Vor Ort tummeln sich 2000 Journalisten bewaffnet mit Handy, Notebook und Kamera. Die Live-Ticker sämtlicher Onlinemedien geben durch, wann welcher Kumpel gerettet wird. Und das Beste: msnbc zeigt in Echtzeit die Rettungsaktion, welche u.a. von der New York Times gezeigt wird. Um die Dramaturgie zu erhöhen ist extra eine Kamera im Bergwerk installiert. Am Standort der Verschütteten, vis-a-vis des Rettungsschachts, also dort, wo die Männer in die Rettungskapsel steigen.

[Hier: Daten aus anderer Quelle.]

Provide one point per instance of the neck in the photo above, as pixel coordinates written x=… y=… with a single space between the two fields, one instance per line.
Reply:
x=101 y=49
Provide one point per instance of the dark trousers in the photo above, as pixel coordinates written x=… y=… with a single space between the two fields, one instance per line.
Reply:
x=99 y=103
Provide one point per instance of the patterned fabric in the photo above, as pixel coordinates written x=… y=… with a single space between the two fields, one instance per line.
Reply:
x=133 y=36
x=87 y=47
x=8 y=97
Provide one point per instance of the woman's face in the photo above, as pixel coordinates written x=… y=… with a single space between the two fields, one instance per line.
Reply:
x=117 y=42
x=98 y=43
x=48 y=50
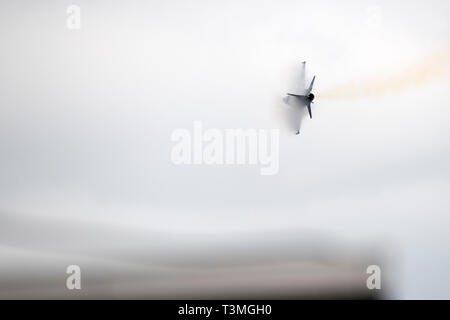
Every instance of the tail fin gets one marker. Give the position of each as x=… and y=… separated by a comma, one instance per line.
x=310, y=86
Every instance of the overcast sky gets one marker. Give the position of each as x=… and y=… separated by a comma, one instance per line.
x=86, y=118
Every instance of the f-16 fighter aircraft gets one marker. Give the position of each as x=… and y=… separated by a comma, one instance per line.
x=303, y=95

Überhaupt läuft die Rettungsaktion wie geschnitten Brot. Die Inszenierung ist perfekt. Niemand kann sich dieser entziehen: „Popstars aus der Grube“ titelt stern online auf der Startseite, „Wunder in der Wüste“ heißt es auf SPON, „Heute sind wir alle Chilenen“, weiß SZ Online. Nur FAZ.Net gibt sich mit „Die ersten Kumpel sind gerettet“ gewohnt zurückhaltend. Wenn auch der letzte Mann aus der Dunkelheit ins Licht aufgestiegen ist, haben nicht allein 33 Bergarbeiter samt ihren Familien und dem Rettungsteam Grund zu feiern. Die Bergungsaktion in San José setzt neue Maßstäbe. Sowohl in der Berichterstattung von Rettungsaktionen als auch in der Erfolgskombi Online und TV: Hauptsache Live. Zumindest dann, wenn ein glückliches Ende abzusehen ist.